El “Detention Girl” me pareció una especie de mofa a Nirvana, pues recordemos que ellos estuvieron en el sello Sub Pop, el que aupó al grunge y con el que no terminaron nada bien. Su último disco es un ejemplo de ello… En “Fuck You Up & Get High” Nick se desgañita y los pogos de 40tones y 50 tones tienen lugar con auténtico desenfreno. Algo curioso, y supongo que, buscado, es que empalmaron tres temas con la palabra “fuck” y tres temas más sobre demonios. Cuidan detalles y hay mucha profundidad más allá de ser temas de minuto y medio que parecen escupidos.

 

 

Hubo momento con la gente moviendo el brazo como parabrisas para luego pedir circle pits. Locura total en “I Will Deny” en la que Blag llegó justo de voz, pero poco importó… la sala se volvió loca. Y el final estaba cerca… momento de “Everybodies Girl”, siempre divertida. Incluso su líder se calzó unas gafas de sol para el momento. Subió una chica al escenario para lanzarse sobre la gente y ese punto de ebullición terminó con la colosal “We Must Have Blood”. ¿Su mejor tema? Sí para un servidor. Guitarra y baterista descamisados y Blag regalando el micro a la gente para que cantasen.

 

Hubo fans cabreados con The Dwarves por lo corto del concierto: 40 minutos.
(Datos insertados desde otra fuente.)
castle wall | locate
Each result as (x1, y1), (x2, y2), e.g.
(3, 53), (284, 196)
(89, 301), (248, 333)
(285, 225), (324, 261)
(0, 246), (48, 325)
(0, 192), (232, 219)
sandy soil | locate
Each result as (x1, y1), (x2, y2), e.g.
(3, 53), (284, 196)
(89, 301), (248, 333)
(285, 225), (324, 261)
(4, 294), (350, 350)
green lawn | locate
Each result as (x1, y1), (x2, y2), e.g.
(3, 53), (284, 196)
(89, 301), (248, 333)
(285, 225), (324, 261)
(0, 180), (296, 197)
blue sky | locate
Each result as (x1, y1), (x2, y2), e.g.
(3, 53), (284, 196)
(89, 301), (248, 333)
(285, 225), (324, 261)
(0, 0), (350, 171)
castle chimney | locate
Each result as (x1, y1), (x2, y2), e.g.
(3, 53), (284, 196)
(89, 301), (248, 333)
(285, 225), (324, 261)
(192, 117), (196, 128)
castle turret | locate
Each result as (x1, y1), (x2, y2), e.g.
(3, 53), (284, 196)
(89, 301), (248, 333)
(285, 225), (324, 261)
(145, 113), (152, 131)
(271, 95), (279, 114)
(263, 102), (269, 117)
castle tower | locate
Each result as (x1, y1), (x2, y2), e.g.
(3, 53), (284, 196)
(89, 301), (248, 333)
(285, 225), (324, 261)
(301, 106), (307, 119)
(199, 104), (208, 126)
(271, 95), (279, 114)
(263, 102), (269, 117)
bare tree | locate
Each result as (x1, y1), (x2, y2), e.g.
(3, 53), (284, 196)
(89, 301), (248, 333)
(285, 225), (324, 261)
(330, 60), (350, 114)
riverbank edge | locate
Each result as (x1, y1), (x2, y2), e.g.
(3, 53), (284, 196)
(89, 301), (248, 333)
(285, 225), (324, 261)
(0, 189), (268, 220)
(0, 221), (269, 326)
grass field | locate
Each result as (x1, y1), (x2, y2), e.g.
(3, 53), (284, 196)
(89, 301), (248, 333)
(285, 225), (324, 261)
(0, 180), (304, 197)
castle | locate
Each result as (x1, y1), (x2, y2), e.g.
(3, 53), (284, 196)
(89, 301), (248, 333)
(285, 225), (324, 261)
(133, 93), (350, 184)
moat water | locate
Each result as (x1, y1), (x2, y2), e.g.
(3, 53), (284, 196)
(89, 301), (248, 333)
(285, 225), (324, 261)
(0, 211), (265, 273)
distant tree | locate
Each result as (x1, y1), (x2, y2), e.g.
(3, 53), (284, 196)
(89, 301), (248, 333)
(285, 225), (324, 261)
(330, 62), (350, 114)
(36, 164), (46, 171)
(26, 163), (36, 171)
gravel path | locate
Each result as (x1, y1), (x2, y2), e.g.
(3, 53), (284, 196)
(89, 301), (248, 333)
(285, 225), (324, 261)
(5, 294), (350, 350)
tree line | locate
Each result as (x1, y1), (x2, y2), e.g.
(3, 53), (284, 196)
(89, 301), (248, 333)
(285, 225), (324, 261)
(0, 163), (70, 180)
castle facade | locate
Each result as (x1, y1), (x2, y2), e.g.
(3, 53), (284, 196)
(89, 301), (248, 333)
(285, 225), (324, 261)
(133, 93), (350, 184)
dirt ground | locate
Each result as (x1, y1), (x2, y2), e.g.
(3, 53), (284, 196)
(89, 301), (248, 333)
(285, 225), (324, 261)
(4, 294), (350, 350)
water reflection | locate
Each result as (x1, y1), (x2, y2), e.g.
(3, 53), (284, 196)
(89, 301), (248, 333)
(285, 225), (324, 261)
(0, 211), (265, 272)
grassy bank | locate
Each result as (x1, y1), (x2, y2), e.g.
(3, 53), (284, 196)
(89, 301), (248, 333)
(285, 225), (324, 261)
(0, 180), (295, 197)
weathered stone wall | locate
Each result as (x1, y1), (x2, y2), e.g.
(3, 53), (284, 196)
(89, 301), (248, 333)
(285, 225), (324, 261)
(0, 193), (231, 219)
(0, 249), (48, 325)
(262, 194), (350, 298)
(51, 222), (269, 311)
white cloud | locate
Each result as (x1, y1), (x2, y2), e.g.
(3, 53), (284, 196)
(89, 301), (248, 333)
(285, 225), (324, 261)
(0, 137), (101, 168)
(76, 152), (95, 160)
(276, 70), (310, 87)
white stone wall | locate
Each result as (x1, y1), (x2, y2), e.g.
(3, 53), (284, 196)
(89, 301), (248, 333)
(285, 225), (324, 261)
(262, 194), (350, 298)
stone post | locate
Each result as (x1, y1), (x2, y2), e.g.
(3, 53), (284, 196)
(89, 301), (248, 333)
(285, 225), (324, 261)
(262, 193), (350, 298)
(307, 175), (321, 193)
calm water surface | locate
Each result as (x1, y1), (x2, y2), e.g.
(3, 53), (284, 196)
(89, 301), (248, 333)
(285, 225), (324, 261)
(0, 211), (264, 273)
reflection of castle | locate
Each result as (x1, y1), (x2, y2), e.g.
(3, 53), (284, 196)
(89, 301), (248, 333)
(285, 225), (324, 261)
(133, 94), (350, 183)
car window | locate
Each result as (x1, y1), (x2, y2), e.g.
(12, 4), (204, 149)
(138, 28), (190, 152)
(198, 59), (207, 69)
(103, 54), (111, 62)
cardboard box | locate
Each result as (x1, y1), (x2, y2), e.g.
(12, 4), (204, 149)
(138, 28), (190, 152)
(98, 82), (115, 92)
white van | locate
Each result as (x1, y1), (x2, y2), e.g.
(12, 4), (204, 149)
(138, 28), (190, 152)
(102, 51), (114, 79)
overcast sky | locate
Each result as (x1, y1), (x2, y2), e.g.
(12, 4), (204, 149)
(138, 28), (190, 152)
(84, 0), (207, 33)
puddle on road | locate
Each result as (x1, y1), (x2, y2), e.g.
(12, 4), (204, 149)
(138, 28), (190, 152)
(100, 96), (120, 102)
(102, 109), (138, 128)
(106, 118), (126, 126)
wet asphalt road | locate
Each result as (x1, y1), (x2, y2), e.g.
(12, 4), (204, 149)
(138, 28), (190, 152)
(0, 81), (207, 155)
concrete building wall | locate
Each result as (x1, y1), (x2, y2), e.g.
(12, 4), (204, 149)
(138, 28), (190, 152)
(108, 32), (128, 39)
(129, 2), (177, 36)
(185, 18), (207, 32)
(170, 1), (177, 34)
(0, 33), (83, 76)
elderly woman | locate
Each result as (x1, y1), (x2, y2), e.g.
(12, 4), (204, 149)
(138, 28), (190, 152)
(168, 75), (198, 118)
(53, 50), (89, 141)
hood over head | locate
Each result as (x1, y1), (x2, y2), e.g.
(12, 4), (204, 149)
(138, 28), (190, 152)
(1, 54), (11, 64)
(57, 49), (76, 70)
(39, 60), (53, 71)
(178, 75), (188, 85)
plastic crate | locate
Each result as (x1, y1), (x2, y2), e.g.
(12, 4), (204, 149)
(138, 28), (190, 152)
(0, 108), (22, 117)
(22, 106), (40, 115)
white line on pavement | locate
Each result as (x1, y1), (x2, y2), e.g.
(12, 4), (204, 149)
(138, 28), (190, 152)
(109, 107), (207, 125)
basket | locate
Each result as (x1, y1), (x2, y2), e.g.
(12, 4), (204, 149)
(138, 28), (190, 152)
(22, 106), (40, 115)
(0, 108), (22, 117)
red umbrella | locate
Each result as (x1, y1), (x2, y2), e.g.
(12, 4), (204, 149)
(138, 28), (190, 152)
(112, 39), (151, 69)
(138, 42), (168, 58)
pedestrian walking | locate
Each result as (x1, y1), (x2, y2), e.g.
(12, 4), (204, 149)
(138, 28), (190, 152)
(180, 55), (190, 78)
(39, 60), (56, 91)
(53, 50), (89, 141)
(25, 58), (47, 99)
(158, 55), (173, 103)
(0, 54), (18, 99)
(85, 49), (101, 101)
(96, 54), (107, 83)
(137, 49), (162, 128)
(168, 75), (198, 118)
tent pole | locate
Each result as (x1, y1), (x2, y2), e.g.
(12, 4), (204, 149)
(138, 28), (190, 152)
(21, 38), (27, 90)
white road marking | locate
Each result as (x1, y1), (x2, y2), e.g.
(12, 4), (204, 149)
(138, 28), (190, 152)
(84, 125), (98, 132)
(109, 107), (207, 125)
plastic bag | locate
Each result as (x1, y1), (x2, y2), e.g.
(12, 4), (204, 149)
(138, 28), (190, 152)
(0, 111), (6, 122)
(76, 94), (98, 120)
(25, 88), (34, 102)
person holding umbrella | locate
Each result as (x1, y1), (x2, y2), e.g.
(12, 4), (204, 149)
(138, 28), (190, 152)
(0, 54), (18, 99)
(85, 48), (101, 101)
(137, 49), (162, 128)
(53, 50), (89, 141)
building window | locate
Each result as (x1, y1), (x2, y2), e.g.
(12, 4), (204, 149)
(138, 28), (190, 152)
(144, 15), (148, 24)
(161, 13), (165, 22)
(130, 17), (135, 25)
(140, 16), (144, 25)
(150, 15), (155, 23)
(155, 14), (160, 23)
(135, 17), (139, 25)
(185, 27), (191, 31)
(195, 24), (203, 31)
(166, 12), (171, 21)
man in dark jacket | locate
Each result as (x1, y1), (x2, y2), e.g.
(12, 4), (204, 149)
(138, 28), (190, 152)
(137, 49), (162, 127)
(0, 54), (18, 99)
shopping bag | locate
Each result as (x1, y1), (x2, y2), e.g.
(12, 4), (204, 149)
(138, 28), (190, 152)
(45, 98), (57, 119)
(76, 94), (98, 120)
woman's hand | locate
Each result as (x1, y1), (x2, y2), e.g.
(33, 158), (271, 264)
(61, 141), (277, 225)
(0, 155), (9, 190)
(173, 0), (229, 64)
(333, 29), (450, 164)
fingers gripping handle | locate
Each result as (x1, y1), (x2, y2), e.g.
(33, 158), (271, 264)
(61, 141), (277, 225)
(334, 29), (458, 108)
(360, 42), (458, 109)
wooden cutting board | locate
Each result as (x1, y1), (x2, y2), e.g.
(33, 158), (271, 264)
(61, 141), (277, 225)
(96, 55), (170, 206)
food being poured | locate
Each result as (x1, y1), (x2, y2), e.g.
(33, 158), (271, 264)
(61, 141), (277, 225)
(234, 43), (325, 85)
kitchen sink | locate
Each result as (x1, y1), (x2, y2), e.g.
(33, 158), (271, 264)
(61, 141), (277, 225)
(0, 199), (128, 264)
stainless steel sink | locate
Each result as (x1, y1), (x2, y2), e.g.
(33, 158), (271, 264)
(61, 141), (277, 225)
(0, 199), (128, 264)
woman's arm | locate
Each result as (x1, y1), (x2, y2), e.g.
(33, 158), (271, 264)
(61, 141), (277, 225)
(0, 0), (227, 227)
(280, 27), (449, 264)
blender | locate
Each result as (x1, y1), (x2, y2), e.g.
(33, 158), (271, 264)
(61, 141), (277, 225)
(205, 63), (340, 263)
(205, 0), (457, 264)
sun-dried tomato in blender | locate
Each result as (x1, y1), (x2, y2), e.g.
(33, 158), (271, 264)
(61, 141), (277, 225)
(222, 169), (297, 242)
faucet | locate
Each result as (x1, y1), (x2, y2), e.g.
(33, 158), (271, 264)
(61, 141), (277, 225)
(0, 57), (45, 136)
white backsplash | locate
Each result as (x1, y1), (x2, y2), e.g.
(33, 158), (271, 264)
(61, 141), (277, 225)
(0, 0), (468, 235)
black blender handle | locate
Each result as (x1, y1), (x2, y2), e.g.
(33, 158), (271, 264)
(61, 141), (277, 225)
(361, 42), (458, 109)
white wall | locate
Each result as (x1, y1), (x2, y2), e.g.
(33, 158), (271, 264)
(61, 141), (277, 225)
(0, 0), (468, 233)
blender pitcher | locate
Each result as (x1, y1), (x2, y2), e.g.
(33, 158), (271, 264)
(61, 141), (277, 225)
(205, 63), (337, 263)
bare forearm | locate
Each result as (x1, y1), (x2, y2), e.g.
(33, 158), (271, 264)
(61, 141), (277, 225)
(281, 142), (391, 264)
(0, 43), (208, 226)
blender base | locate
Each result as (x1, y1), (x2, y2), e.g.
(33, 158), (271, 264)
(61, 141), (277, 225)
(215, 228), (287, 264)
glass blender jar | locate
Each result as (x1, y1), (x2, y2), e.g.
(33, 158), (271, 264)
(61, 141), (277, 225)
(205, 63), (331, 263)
Fueron 10 más que en su última vez en estas tierras. Recordemos que esta gente tocaba 12 minutos y se largaba. Mientras el gentío gritaba y la banda recogía, Blag estaba ya fuera hablando con unas fans italianas que se quejaban de que el concierto había sido muy corto… ¡Son The Dwarves! Y tocaron mucho más de lo esperado. Infinitamente mejor que el show de 2011, pero entiendo que es una banda que no es para todo el mundo.